[swift-evolution] [pitch] Comparison Reform
xiaodi.wu at gmail.com
Sat Apr 15 17:34:27 CDT 2017
On Sat, Apr 15, 2017 at 5:25 PM, Karl Wagner via swift-evolution <
swift-evolution at swift.org> wrote:
> I think consideration should be given to a design that achieves a
> user-facing but not onerous differentiation between level 1 and level 2
> equality. However, the only one I can think of is essentially a different
> shade of the `PartiallyComparable` alternative already outlined in the
> I am *deeply* opposed to such a protocol. It is purely syntactic in
> nature and thus useless for correctly constraining generic algorithms.
> People will use it anyway, resulting in algorithms that statically
> accept, but are incorrect for, floating point.

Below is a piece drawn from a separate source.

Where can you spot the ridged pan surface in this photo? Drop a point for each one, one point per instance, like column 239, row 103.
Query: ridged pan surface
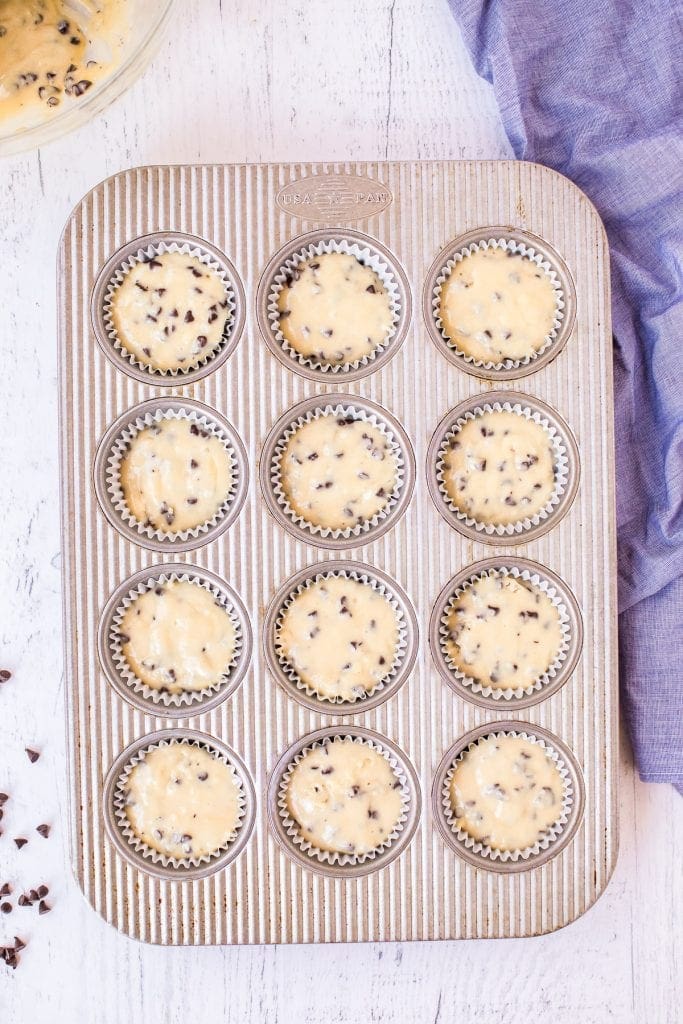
column 415, row 211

In my opinion there's
> only one feasible answer that doesn't use the static/dynamic distinction
> we've proposed: throw IEEE semantics under the bus, making it available
> only under a different syntax.
> This would be a drastic move whose primary downside is that floating
> point code ported from C would need to be carefully audited and may
> become less easy to read. But at least it would be viable.
> Yeah, I think it should really be considered. An IEEEComparable protocol,
> defining methods such as “isEqualTo”, “isLessThan”, etc would make the
> distinction clearer.
> And, as you said, not many people really know or care about the IEEE
> comparison special cases. It’s a bit of an expert field. Is it that bad to
> ask experts who explicitly care about the order between +/- 0 or different
> NaNs to use a special function for that behaviour?
Let's be clear, currently `+0.0 == -0.0`, and this is very important. With
this proposal `+0.0 != 0.0` in the generic context, which has useful
properties, but is not what you want when working with the concrete type
Also, currently, `.nan != .nan`, which is also very important. It is not
about "different types of NaN," as even the same type of NaN compares
unequal to itself. Some very basic numeric algorithms that operate on
concrete FP types expect NaN not to equal anything. With this proposal
`.nan == .nan` in the generic context, which is useful for generic sorting
but not what you want when working with Double.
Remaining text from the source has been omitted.